Despite threats from industry and anglers, brook trout populations are rising statewide
May 12, 2014 5:11 PM
Orvis fly tying instructor Bill Nagel with a Westmoreland County brook trout.
By John Hayes / Pittsburgh Post-Gazette
CHAMPION, Pa. — Half the allure of native brook trout fishing is the hunt. First, search for a tiny, possibly unnamed stream that might hold them. Then, far from the intrusion of other anglers, find a habitat capable of supporting each tiny pool's alpha aquatic predator.
Approach the spot with extreme stealth. On a creek that might be narrower than the length of the rod, fly anglers cast between the ceiling branches, dropping the fly no more than just a few times before the fish gets suspicious. And sometimes, when it's all done right ...
BAM! The strike can be savage -- more explosive than some might expect from a fish just big enough to fit in a hand.
Beautifully speckled, Pennsylvania's state fish can be a joy to catch. Despite their sensitivity to the temperature and quality of water, and acute susceptibility to developmental impacts, the statewide population of brook trout is growing. Across the state, thousands of small tributaries that once drained mine discharge are cleaning up. A state Fish and Boat Commission program to record baseline chemical signatures of 54,000 undocumented stream sections in advance of the fracking rigs is finding scores of previously unknown populations of naturally reproducing brook trout.
"[Unlike stocked trout] they've been in that water since their inception, so they're going to be a lot more wary of anything that's unnatural," said Bill Nagel, a retired banker who teaches fly tying at the Orvis shop at Galleria Mall. "Stealth is a major component of fishing in the smaller streams. You sneak up on them -- and I mean sneak. You crawl, hide behind a tree, whatever it takes. It's kind of hide and seek with these fish."
Despite their wary nature, native brook trout are curiously less selective than bigger trout in bigger waters.
"It's perplexing," said Nagel. "You can't slap the water with the line, or put the line over them -- even the shadow of the line over the water can put them down -- but when your presentation of a dry fly is good, they're likely to take it no matter what it is."
But brook trout fishing isn't fly fishing only. Even streams enrolled since 2004 in the Wild Brook Trout Enhancement Program are open to all-tackle catch-and-release fishing. On the theory that more regulation provides greater protection, in recent years Fish and Boat has published the names, locations and directions to the growing number of delicate waters that hold native brook trout.
"During the initiation of this regulation package we did angler creel surveys on those waters, and some [surveying] since then," said Fish and Boat fisheries division chief Dave Miko. "There was no change in [brook trout] population from before the regs and after they were in place. We believe, based on angler contacts, that there's relatively low angler use [of these streams] and high catch-and-release rates."
Miko concedes he's "not saying poaching doesn't happen" on waters where the locations of native brook trout streams have been publicized. But by and large, he said, the poachers don't stray far from the roads and brook trout populations can stretch far into the headwaters.

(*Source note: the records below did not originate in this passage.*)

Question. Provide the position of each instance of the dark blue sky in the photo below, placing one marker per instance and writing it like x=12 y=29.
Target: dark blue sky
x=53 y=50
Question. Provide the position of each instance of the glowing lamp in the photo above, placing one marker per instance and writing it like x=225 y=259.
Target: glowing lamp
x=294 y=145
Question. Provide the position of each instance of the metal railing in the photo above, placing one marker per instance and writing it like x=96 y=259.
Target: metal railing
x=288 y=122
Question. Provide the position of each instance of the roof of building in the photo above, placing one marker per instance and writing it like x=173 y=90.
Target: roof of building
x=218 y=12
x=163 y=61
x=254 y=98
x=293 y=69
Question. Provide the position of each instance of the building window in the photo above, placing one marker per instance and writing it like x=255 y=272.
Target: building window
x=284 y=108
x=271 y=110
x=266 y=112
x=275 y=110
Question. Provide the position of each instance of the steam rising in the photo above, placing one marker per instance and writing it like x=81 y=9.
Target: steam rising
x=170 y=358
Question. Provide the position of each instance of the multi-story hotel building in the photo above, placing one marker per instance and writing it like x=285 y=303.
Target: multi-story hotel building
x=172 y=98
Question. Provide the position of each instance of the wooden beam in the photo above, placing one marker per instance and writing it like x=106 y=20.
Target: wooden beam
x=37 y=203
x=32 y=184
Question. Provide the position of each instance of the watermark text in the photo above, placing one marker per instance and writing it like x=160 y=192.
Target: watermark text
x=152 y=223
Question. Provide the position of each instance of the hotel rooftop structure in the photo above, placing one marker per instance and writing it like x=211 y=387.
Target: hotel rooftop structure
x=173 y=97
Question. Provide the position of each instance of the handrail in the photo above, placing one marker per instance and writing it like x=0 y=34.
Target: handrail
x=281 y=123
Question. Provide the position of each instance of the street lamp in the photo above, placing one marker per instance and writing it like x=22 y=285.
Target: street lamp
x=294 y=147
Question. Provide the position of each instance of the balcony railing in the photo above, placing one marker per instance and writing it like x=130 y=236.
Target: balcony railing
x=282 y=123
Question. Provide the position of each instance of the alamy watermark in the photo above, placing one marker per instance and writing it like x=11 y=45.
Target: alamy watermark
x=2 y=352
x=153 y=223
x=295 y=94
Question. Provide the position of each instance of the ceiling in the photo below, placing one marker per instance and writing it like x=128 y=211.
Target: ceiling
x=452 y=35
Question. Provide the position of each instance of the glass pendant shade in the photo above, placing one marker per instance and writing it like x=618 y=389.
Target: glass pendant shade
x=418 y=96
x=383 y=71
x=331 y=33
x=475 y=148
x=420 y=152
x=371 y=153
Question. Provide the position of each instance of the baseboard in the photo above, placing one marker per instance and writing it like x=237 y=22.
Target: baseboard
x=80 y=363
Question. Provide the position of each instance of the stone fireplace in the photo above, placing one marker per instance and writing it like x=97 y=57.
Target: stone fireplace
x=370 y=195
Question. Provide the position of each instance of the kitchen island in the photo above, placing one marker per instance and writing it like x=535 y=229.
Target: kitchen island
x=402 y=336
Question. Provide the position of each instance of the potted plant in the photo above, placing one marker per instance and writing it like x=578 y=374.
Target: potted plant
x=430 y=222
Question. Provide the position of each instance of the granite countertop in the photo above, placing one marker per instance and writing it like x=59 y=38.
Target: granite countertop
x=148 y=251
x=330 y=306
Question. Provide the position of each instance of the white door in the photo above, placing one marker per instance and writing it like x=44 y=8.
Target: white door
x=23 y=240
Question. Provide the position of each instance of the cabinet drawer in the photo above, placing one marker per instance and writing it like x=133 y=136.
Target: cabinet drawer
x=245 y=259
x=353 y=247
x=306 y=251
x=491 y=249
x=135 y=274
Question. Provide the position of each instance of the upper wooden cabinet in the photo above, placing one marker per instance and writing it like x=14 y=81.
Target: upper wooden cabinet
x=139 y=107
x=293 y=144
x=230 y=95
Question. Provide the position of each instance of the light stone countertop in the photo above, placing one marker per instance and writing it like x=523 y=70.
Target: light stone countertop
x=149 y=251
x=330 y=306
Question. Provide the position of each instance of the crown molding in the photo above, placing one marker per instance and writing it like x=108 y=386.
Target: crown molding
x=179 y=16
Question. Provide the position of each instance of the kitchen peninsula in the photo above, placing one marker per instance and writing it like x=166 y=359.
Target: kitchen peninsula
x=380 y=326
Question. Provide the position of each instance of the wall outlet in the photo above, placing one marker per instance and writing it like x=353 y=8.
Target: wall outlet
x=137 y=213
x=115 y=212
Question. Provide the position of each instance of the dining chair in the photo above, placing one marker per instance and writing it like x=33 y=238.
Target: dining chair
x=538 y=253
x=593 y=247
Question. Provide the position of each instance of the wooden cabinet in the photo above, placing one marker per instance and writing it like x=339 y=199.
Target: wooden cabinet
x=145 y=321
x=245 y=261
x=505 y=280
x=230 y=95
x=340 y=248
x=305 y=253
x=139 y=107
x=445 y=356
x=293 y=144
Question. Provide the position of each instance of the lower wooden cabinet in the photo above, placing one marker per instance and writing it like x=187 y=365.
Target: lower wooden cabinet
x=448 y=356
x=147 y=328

He agrees, he said, that the concept of "all-tackle catch-and-release" fishing can seem counter-intuitive if the goal is to encourage fishing but keep the fish alive. He refers to the principle of "compensatory mortality."
"Bait angling certainly has a higher hooking mortality than spin and fly fishing," said Miko. "The scientific literature, however, shows that in most cases natural mortality in a wild trout population is 40 to 60 percent per year whether there's anyone fishing or not. Remove a brook trout from a hole and another takes its place -- another brook trout will take that good spot and because of that not die of natural causes. That's compensatory mortality. On a population level there's no measurable difference between the all-tackle approach and those that die of natural causes."
The Wild Brook Trout Enhancement Program includes fewer than a dozen streams, but it's noteworthy following its peer review in the Journal of the American Fisheries Society.
"We're pretty confident of the work we did on this regulatory package," said Miko.
Almost all of the state's native brook trout live outside the program undisturbed by angler pressure. Encouraging fishing for native trout takes some pressure off the angler-financed trout stocking program, which spends about $2 on each of the 3.2 million trout raised and stocked annually by the state. But Miko called those savings "an unintended consequence" of angler interest in native brook trout.
Even the discovery of new native trout populations isn't really about the trout. The Unassessed Waters Program, that statewide effort to survey some 45,500 streams that have never been visited by the agency's biologists, has more to do with shale gas than trout.
Where sustainable wild populations of brook trout are discovered, state Department of Environmental Protection regulations automatically protect the trout, their habitat and upstream tributaries from development on public and private properties. The restrictions ban all outflow into the water.